The Darkroom
The Hybrid Darkroom; Combining Old And New Technology Page 2

Let's begin, then, with making the digital "contact print." The traditional way to make contact prints is to lay one strip negatives on a piece of paper, held flat against it with a piece of glass; make a test strip or two to get the right exposure; lay all the negatives on a full sheet; carefully lower the glass on top to avoid disturbing them; expose; develop; fix; wash; dry.

The final wet prints. Based on the computer manipulations, and experience, I made my initial test strip for the first on Grade 31/2 at 10 seconds. I needed only two test strips before I made the final print. For the other I needed only one test strip.

This is never fun but it is not too bad if all your films are perfectly exposed so that all the negatives have similar densities. But if your negatives need different exposures and different contrast grades, it really is tedious. This is where the computer excels, as already noted.

Sleeve the negatives in clear archival sleeving (I use Print File). Write a unique accession number on the negative sleeve, the contact print, and/or the CD on which the file is stored. A good scheme is year-month-day-film, so (for example) 05-04-03-02 would be 2005; April; third; second roll for the day.

Lay the sleeve on a flat-bed scanner with a transparency hood. Unless you have a very big scanner, you normally need to scan the sleeve in two bites, top half then bottom half, stitching the two together. Include the accession data and anything else you have written on the top of the sleeve.

Even if you scan at 300dpi and print at 200, you can go "half up." The important scan area of a 7x6 exposure Print File sleeve is about 9x11.5" so you need an A3 or "super A3" printer, about 297x410mm or near enough 12x16". Alternatively you can "tile" your contact sheets, printing out (say) four letter-size sheets.

In practice, because I use the "contact sheet" only as a reference, I sometimes print the whole contact sheet as small as a single sheet of letter-size paper. This shows very little detail, but you can see a lot more on screen and besides at the tiny contact-print size the strong compositions really jump out.

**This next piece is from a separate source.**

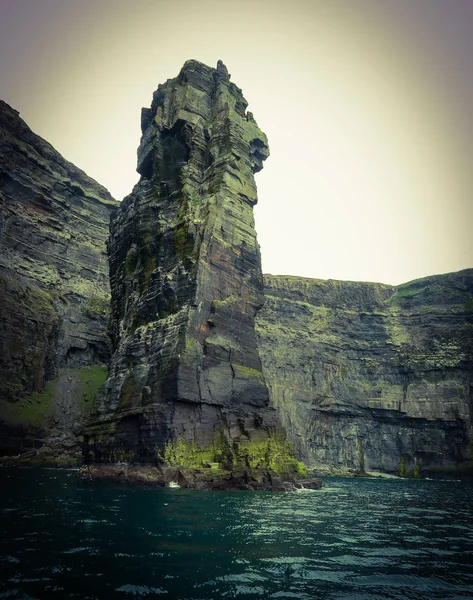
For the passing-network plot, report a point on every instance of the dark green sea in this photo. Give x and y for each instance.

Because this frame needed quite a lot of dodging and burning, I made two additional wet work prints on my way to this final print--but without the digital "dry run" I might have needed two or three times as many attempts.

When I have selected the pictures I want to print, I'll usually make a first digital-only (not printed) "work print" from those frames. This is why I prefer to scan at 600dpi instead of 300. I don't need it for the contact sheet, but for the mini work print it allows me to go three-up to approximately 3x4.5". The only drawback of higher scan resolutions is ever-larger file sizes: around 30MB for 300dpi, but over 100MB for 600dpi.

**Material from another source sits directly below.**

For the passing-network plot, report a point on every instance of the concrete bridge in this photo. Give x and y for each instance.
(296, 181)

An alternative, therefore, is another scan, this time using the DiMAGE Scan Elite 5400 II. A 1350dpi scan allows 4x to 6x, which is more than enough for my purposes: 4x6" to 6x9" off 35mm. This also gives far more sharpness and detail.

No matter which way I get this first image, I immediately save it. The file name may be a description or the accession number plus the frame number. This gives me a starting point. Now come the manipulations. Crop? Contrast? Lighten? Darken? Dodge? Burn? Image color? Perspective adjustment? Often, these manipulations are quicker on screen than they are in the darkroom, and, of course, I don't have to process the print each time: it's just there, on the screen.

When I have an image I like, I print it out. You may be surprised that I often do this on plain paper, not special inkjet photo paper. This is because a really good image can survive anything. If it looks good (or even tolerable) on plain paper, I should be able to make a really first-class wet print. On the border, or on the back, or on the print itself, I make notes such as "need less contrast in the sky" or "burn corners" or "dodge face" or "try pre-flashing" or even "PC" (for "Perspective Corrected").

Of course, you have to be able to translate your digital manipulations into wet darkroom manipulations, but that's not really difficult. Cropping is the same; lighten and darken correspond to less and more exposure on the baseboard; dodging and burning are identical in concept, though I find them easier in execution in wet printing; more and less contrast is achieved through choice of paper grade; image tone is via paper selection, developer selection, and maybe toning; and the only difficult bit is perspective correction, which is perfectly possible with my enlargers but I don't have space to deal with it here. Using either electronic or wet perspective control, you lose some of the image, but you can't always say how the losses in one process will correspond with losses in the other.

These are not the only hybrid options. For example, there are photographers who shoot digitally but then print out negatives on transparent film and use these for "alternative" processes such as platinum, Argyrotype, cyanotype, and more. Others scan 35mm negatives or transparencies; make enlarged inkjet negatives; and use those the same way. There are film writers that can create silver-halide negatives or transparencies from digital files. There are paper writers that make silver-halide prints from digital files. None of these technologies is best for everything. But by choosing the best combination of technologies for what you want to do, you can make better pictures, more easily, and more enjoyably.